HOW OUR CIDER IS MADE
Just in case you were wondering, here's a brief guide to how we make medium dry and sweet cider.
Terroir… This French word describes the importance of land, weather conditions, sunshine and so on. It is no coincidence that the Teme Valley was an important fruit growing region with its south facing, fertile slopes. There are fewer orchards these days in the region around Tenbury Wells, but Geoff Thompson’s orchards at nearby Little Lambswick are very well kept and produce high quality fruit. Last winter he planted more orchards in anticipation of Oldfields Orchard ciders increasing in popularity! An apple a day… You can use any sort of apple to make cider, but that doesn’t necessarily make it drinkable! We successfully made a cider with Discovery eating apples, but for our flagship medium sweet and medium dry ciders we used bittersweet cider apples chosen by Geoff. Bittersweet cider apples work because they have just the right amount of sugar for fermentation and the right amount of tannin plus relatively low acidity. We use Dabinett, Harry Masters Jersey and Yarlington Mill.
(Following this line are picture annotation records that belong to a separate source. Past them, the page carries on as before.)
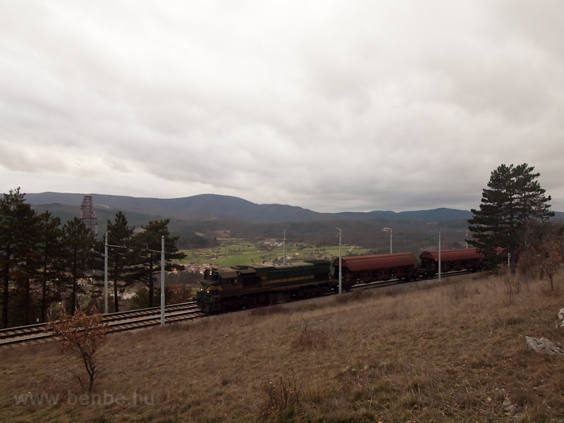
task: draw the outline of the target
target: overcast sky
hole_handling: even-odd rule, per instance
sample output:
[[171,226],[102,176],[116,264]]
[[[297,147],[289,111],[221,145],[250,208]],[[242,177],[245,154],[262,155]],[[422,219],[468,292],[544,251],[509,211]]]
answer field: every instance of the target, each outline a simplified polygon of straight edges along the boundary
[[[0,188],[564,211],[560,0],[0,0]],[[94,200],[95,201],[95,200]]]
The Basics… Left to rot apples will quickly start to ferment on their own but you wouldn’t want to drink the result! In October and November our apples were collected by machine and by hand, then brought back to the newly built Oldfields Pressings Hall where they were washed and sorted; leaves, twigs, sticks and rotten apples are all removed.
The apples were then milled, broken up by machine so they form a mush, and then the juice is squeezed out of them and run into stainless steel tanks. Cider can be left to ferment with wild yeasts but we used cultured yeast. Our aim was to preserve apple flavours and not to integrate the characteristics of the farm and land around into the drink and to stay in control over the process so flavours are not left to chance.
During fermentation Paul, from Hobsons Brewery, made regular scientific checks to make sure everything went as it should and that the cider is healthy, has enough nutrients and the right amount of alcohol.
We left it to ferment until March at which point the team from Hobsons got together with Geoff and his family to test various blends to come up with our final ‘recipe’ which would decide sweetness or dryness, desired alcoholic content and flavour. The raw cider from each tank was then blended with water, our own apple juice, sugar and SO2 to inhibit wild yeasts and unwanted organisms to preserve freshness. At the bottling plant it was also sterile cold filtered and then carbonated to add a gentle sparkle.
So that’s basically that. Very simple really. Now all we are waiting for is the next apple harvest!